Limitations & Future Work

Limitations of Prior Work (as acknowledged by authors): Experiments were primarily conducted on small models (GPT-2-162M); performance at the multi-billion parameter scale remains to be verified. Extremely aggressive thresholds might lead to "dead heads," where a head has no survivors at all positions.

Self-identified limitations: (1) The sub-Gaussian assumption is empirically validated, but its tightness for highly non-linear Transformer latent states is not fully clear; (2) The independence assumption between views might be partially compromised during training (cross-view correlation rose from 0.0752 to 0.1231), with unknown long-term effects; (3) 15% absolute accuracy on 4,000-token Passkey retrieval still has room for improvement.

Future Work: (1) Explore layer-wise or head-wise adaptive threshold scheduling; (2) Validate TDA scalability on larger (billion-parameter) models; (3) Combine with other long-context methods (e.g., block-wise attention, memory mechanisms).

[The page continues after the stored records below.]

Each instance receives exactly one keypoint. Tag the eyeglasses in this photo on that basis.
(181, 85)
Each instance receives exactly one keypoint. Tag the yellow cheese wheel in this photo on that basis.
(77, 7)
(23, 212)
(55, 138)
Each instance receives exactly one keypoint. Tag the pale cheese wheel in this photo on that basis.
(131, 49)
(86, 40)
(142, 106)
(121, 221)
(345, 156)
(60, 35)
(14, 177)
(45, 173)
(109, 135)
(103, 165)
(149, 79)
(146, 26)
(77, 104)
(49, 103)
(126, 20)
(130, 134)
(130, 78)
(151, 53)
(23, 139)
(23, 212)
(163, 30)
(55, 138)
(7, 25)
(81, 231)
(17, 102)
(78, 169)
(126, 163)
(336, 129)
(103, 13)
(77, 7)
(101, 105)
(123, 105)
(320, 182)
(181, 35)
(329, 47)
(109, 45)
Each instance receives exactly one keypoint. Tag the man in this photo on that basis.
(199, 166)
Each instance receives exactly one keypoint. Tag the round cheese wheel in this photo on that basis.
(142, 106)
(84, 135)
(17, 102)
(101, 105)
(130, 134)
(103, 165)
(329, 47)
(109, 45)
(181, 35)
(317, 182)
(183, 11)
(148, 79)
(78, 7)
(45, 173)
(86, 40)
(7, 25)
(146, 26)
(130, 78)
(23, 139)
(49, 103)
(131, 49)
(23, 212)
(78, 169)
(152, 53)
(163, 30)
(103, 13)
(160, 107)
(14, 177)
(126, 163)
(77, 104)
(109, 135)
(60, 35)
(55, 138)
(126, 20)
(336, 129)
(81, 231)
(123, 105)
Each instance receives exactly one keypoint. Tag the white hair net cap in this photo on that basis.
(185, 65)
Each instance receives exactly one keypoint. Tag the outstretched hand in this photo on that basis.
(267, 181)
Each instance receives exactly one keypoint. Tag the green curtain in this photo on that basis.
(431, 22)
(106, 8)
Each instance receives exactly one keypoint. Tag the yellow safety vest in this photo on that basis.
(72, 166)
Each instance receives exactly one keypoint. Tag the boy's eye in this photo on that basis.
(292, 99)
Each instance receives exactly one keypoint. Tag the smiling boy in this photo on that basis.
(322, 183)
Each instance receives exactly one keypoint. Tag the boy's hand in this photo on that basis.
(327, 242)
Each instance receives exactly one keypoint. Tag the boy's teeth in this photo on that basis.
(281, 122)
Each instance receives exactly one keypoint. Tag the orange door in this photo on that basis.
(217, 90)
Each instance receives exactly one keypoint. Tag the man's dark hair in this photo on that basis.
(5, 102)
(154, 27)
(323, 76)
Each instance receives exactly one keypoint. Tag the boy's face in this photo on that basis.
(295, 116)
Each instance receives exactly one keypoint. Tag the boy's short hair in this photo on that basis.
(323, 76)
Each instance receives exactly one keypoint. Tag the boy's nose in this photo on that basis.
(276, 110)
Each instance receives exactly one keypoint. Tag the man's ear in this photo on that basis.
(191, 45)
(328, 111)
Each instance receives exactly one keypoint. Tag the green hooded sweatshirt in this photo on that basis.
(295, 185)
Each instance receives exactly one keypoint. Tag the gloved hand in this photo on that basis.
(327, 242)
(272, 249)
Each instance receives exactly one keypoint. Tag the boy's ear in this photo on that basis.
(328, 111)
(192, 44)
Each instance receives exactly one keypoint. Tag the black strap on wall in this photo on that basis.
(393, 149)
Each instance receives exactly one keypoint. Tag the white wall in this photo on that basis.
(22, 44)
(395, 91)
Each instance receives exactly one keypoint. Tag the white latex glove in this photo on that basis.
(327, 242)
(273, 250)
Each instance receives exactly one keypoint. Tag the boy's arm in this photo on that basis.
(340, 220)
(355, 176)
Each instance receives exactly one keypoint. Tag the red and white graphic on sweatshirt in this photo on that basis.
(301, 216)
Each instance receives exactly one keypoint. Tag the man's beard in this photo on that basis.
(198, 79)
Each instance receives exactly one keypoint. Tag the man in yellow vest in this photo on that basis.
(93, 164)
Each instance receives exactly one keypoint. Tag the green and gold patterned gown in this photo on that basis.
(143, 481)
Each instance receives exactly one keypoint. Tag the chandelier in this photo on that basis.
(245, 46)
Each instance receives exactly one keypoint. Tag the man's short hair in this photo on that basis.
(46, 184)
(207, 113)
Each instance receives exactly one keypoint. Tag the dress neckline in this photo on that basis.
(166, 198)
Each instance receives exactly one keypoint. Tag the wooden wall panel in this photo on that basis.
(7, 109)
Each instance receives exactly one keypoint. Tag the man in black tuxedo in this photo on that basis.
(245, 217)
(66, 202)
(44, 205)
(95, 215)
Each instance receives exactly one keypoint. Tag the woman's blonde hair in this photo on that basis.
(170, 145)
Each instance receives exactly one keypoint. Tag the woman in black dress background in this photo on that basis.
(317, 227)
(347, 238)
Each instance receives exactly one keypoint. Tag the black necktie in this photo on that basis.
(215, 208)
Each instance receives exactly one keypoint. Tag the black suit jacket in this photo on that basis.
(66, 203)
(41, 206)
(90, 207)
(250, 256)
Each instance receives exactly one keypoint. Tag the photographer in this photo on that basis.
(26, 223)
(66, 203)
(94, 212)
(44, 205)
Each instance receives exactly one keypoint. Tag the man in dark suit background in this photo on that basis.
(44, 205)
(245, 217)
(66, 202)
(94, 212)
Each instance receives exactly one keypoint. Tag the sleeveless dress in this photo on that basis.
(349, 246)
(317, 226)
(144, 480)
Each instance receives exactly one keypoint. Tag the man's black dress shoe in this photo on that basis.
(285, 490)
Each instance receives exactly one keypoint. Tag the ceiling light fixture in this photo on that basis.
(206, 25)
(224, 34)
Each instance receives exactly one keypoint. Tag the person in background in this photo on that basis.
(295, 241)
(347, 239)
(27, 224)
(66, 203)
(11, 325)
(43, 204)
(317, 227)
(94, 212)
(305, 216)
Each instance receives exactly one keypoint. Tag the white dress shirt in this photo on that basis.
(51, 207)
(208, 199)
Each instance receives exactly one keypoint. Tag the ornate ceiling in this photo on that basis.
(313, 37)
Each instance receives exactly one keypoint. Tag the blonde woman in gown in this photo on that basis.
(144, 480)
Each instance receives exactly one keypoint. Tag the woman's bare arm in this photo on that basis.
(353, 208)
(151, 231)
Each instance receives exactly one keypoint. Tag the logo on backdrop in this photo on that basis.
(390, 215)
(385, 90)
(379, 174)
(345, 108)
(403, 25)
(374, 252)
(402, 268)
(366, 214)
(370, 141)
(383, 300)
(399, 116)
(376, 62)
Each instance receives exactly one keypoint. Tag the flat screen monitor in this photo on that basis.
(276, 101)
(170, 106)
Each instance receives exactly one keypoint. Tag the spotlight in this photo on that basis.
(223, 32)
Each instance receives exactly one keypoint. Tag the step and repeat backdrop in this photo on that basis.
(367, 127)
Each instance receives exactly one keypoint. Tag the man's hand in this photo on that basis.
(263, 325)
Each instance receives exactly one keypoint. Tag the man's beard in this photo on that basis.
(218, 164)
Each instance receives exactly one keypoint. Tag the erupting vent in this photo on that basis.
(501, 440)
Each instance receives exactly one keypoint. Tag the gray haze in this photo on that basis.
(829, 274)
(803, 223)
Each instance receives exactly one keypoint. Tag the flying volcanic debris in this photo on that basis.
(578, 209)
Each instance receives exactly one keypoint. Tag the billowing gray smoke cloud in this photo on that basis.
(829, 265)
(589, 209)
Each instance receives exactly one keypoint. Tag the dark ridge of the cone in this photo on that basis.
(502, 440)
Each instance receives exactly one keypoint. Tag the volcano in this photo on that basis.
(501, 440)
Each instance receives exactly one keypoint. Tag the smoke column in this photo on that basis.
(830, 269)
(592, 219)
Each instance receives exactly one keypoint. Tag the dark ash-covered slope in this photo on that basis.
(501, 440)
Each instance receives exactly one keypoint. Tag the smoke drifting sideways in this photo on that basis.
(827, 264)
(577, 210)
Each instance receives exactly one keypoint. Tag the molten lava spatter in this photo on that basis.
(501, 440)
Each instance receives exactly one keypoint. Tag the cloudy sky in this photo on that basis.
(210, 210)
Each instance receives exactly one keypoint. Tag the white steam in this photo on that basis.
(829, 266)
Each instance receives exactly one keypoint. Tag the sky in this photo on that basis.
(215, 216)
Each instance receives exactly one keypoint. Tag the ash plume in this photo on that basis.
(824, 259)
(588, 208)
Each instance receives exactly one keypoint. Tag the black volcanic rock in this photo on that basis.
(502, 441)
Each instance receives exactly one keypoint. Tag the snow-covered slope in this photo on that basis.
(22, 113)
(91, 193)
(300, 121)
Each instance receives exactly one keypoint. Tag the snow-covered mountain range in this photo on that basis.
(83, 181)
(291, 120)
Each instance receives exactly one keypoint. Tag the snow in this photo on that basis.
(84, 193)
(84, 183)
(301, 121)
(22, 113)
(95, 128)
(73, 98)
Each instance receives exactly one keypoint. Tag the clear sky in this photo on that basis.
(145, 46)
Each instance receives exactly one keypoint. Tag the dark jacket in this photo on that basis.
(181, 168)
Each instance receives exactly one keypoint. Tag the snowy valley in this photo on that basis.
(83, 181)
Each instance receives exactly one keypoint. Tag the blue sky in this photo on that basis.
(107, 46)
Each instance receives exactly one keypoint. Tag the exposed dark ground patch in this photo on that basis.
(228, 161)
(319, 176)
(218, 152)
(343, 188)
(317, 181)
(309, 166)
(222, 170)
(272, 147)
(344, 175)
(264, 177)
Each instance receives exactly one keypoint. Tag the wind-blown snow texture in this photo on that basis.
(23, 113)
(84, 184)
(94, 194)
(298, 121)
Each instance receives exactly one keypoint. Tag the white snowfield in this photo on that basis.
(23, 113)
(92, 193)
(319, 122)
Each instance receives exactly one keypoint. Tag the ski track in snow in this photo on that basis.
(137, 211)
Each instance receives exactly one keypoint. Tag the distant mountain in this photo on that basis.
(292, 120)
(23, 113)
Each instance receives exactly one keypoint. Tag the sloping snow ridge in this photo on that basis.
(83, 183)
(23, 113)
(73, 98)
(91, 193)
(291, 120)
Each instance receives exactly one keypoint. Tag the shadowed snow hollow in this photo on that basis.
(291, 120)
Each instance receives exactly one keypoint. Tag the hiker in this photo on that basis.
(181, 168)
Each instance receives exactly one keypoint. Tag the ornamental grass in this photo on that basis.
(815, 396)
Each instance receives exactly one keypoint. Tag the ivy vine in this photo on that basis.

  • vs Rectified Attention (ReLA): ReLA naturally eliminates sinks by removing the sum-to-one constraint but suffers from noise accumulation due to a lack of length awareness; TDA retains the sparsity advantages of rectification but actively controls noise via \(\sqrt{\log i / d}\) thresholds and differential views.
  • vs Projection Sparsity (Entmax): Entmax achieves sparsity via iterative projection but is computationally expensive (sorting cost) and still imposes the sum-to-one constraint; TDA achieves \(O(1)\) spurious survivors via threshold truncation without normalization constraints.
  • vs Length-adaptive Softmax (SSMax): SSMax adapts to length by scaling dot products but still uses Softmax; TDA re-architects the attention mechanism structurally, fundamentally changing the nature of weight distribution.

Rating

  • Novelty: ⭐⭐⭐⭐⭐ First combination of extreme value theory and attention design; length-adaptive threshold concept is novel.
  • Experimental Thoroughness: ⭐⭐⭐⭐ Covers standard LM, long context, Passkey, hyperparameter sensitivity, and efficiency; however, small models limit representativeness.
  • Writing Quality: ⭐⭐⭐⭐ Clear logic, smooth flow from problem statement to theory and experiments.
  • Value: ⭐⭐⭐⭐⭐ Directly addresses fundamental bottlenecks of long-context Transformers; 99% sparsity brings actual efficiency gains; open-source Triton kernel facilitates adoption.